50 % des parents sont concernés par la contribution alimentaire. Plus les revenus sont bas, plus une contribution alimentaire est versée ou devrait l’être. La proportion de familles monoparentales percevant ou devant en principe percevoir une contribution alimentaire est plus importante que celle des familles recomposées (56 % contre 43 %).
Pourtant, parmi les parents qui reçoivent ou devraient recevoir une contribution alimentaire, une grande partie la reçoit de façon irrégulière (14 %) ou très irrégulière (12 %), voire jamais (14 %). Au total, ce sont donc 40 % des parents qui ont des problèmes de paiement, avec plus ou moins d’intensité. Ces résultats montrent un véritable problème de respect des droits au niveau des familles.

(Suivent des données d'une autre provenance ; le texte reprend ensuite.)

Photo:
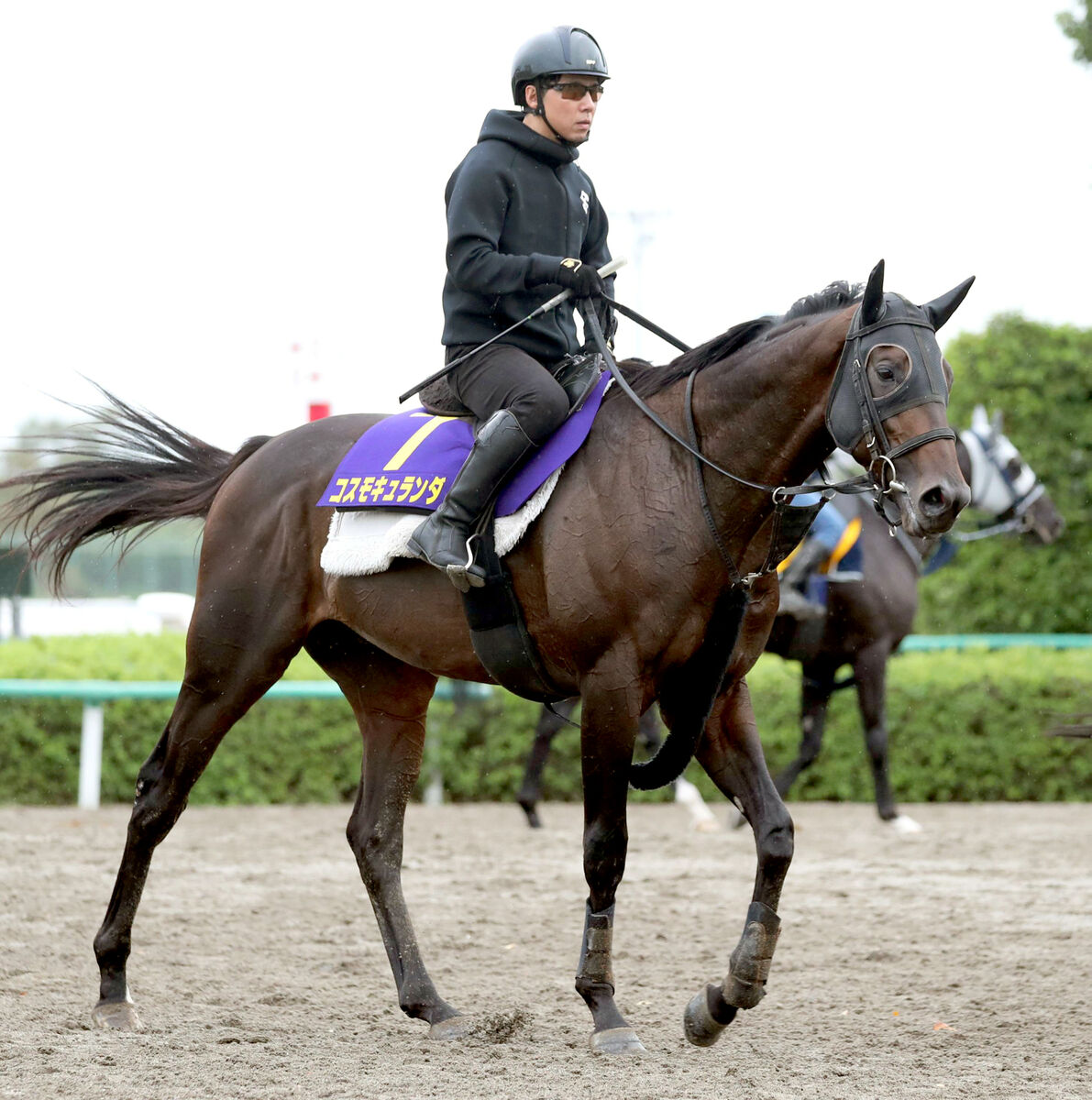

Après une séparation, 85 % des parents éprouvent des difficultés à joindre les deux bouts. 11 % des parents doivent s’en sortir avec un revenu inférieur à 1 500 € par mois. Pour 1 parent sur 10 (10 %), la contribution alimentaire représente 30 à 40 % des revenus familiaux. Ne pas la percevoir peut donc être dramatique. Les familles monoparentales sont les plus touchées. En effet, ces familles ont le plus souvent la garde à temps plein de(s) enfant(s) et disposent de revenus plus faibles. Le risque de pauvreté est réel.
Marie, deux enfants, séparée depuis un an : « Une fois mon loyer payé, il ne me reste presque rien car je travaille à temps partiel. Je cherche un emploi à temps plein pour augmenter mes revenus. Entre-temps, mes parents m’aident. À mon âge, cela me met un peu mal à l’aise, mais je n’ai pas d’autre choix ».

Des solutions existent !

L’enquête démontre aussi une véritable méconnaissance de la loi. Ainsi, 15 % des répondants pensent ne pas avoir droit à une contribution alimentaire faute de jugement et 4 % déclarent ne pas savoir qu’ils pouvaient en demander une. 1 parent sur 8 confie ne pas avoir osé en demander à son ex compagnon ou compagne de peur d’envenimer la relation. Dans la perspective de garder un lien entre l’ex et l’enfant, ces parents ne demandent pas une contribution alimentaire. Ces chiffres montrent que des parents ne font pas assez valoir leurs droits.
Par ailleurs, de nombreuses familles ignorent comment solutionner ce problème. Seul 1 parent sur 2 connaît l’existence du Secal (Services des créances alimentaires). De nombreux parents pensent aussi que sans jugement, ils n’ont pas le droit de réclamer.
Asma, une fille, séparée depuis cinq ans : « Depuis trois ans, je ne reçois plus aucune pension alimentaire pour ma fille ado. J’ai voulu régler cela à l’amiable, en vain. Via le tribunal, mon ex est désormais tenu de payer chaque mois, et j’ai pu récupérer les arriérés. J’ai gagné… mais pour combien de temps ? ».